When Jindal was not slashing taxes for the rich and corporations, he was delivering ever-expanding “expensive giveaways to corporations that were so generous they looked less like subsidies and more like bribes.” For example, in the first 8 months of the current fiscal year the state has spent $200 million more on tax breaks for big business than it collected in business taxes. As one pundit put it, it is the “public policy equivalent of an actor handsomely paying his entourage to hang out with them.”
Faced with such inflexibility and crisis, Louisiana lawmakers now realize that facing a massive budget crisis, they are left with only dramatic options; options Democrats do not like but the legislature is controlled by the same Republicans that helped Jindal decimate the state. The Republican legislature is “considering cuts to programs that are protected by the state Constitution even in emergencies,” as well as the current doomsday across-the-board cuts to most of the state’s agencies that are not constitutionally protected. Some Democrats in the legislature want to reverse Jindal’s income tax cuts and restore the pre-Jindal era rates, but Republicans want to hike the state’s sales tax so the poor and middle class bear the burden – all to preserve the tax cuts for the rich and corporations.
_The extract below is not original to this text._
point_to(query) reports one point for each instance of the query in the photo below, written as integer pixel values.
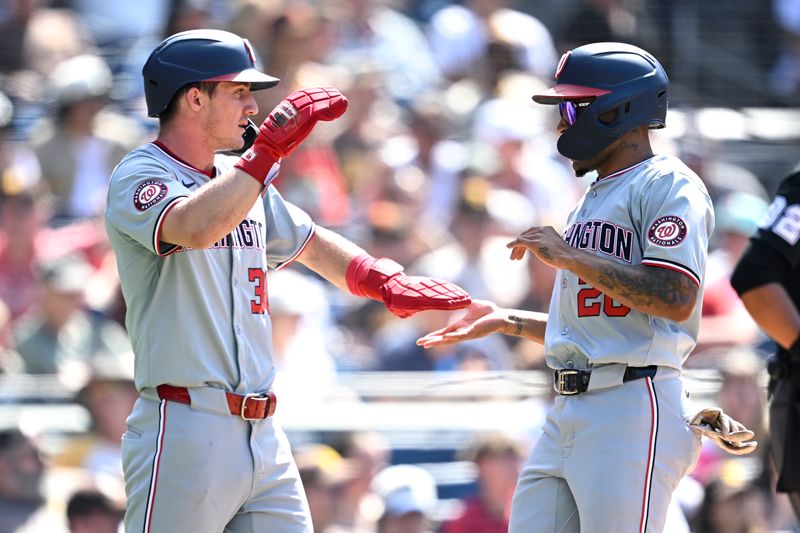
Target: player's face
(231, 105)
(569, 113)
For residents of Louisiana who are not rich, it is a pity that they are victims of yet another Republican administration’s deliberate economic malfeasance and demise, but it is also a prime opportunity for Democrats, nationally and at the state level, to point out that Republicans’ trickle down madness is literally destructive. It is a very bad sign when a state’s politicians and economic analysts say that Jindal’s tax cut madness means that “Louisiana may soon fundamentally cease to function as a state,” and if it was just one state it would be bad enough. But it is every Republican state that appears to exist only to give or preserve tax cuts for the rich and corporations.
Every Republican presidential candidate has proposed even more massive tax cuts than Jindal enacted in Louisiana, and if any of them wins the White House; “America may soon fundamentally cease to function as a nation.” it is, after all, exactly what Grover Norquist, the Koch brothers, and Republicans have been working diligently to accomplish since their demigod Ronald Reagan was president.